Alongside her daughter Derryth, Jane set up Special Branch Baskets as an outlet for their combined creativity. Now, as part of the Alyth Craft Tourism project, it is helping to bring holidaymakers to the area to sample new and traditional crafts from Scottish practitioners. With courses in creative basket-weaving and coracle-making among her contributions, Jane, along with her fellow organiser Clare Cooper, hopes to encourage crafters and beginners alike into the town over the next

12 months. She has teamed up with local accommodation providers to provide the visitors with somewhere to stay.

Jane began my first lesson in basketry by introducing me to the supplies – a stock of buff willow. Before you get excited, there’s no six-pack on this particular specimen; buff simply referring to its boiled and barkless state. While showing me how to start forming a three-by-three round base, creating a slath with six sticks in a cross formation, Jane described her journey to the small-town studio space in which she’s built a business and a life, painting a backdrop of constructing forest tree-houses and catching moonbeams in basins with her then infant daughter.

It all probably sounds a bit bead-wearing and shoeless, but the result was a parent-child dynamic that is as circular as the basket that was forming in my hands. Their relationship is symbiotic and co-operative because Jane has always felt she had just as much to learn from her offspring as the youngster ever had from her. Working together, they made their own path – often literally – and wound with it wherever it led. At 19, Derryth can just as easily wield an axe as tackle a tax return, and that’s a set of skills every girl should have before moving to Glasgow.

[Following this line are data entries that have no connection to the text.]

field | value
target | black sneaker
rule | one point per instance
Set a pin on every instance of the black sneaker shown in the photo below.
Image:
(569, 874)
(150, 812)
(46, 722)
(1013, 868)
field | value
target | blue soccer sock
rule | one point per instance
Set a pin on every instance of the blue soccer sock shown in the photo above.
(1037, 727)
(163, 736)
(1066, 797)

Before long, my basket base was complete, and it was time, at last, to arm ourselves. Weaving is a dangerous game, folks, and I wasn’t prepared for a bare-knuckle scrap. Jane handed me a knife and the field was levelled, as I learned to cut the willow ends to enough of a point to then drive them into the base. After a little more weaving, in what I now know was a three-rod wale, Jane, my classmate Gayle Ritchie and I headed for the hills.

Alyth Hill, in case you didn’t know, is the perfect place to source a basket. Not fully formed, you understand; they’re not indigenous. But among the ivy and dogwood growing at the path’s edge is, well, more ivy and dogwood that can be snaffled and woven into baskets. Guided by Gayle’s adorable Labrador, Toby, we headed back to the workshop to sit outside in the sunshine and make weeds into wicker. It all felt very civilised, especially when Clare brought out the tray of tea and biscuits.

Maybe it was the atmosphere, maybe it was Jane’s contagious energy, maybe it was all those competing plant fumes, but that Monday afternoon spent counting larch stems while gazing out across rural Perthshire was nothing short of idyllic.

Toby shambled between the tables, marking the day with a languid grace, and slowly the basket walls crept higher, as evening encroached.

Periodically, our teacher wrested the creations from our toiling fingers, only to dump them in a convenient wheelie bin – but that’s all part of the process, of course, as the bin serves as a soaking bath to keep the willow pliable.

Another cuppa later and we were trimming the stalks to twist into a border, in a beautifully caffeinated fugue. In keeping with my own nature, this basket of mine had veered ever-so from the track chosen for it, finding its joy instead in a slight lean, as though the wind had caught it unawares.

This amalgam of wayside scrub, with its reddish dogwood hues and festive larch cones, now takes the proudest of places in my home, reminding me daily that no matter what hill the world sets before me, as long as I bend with its bearing, I’ll reach the top with a basket and a better view on life.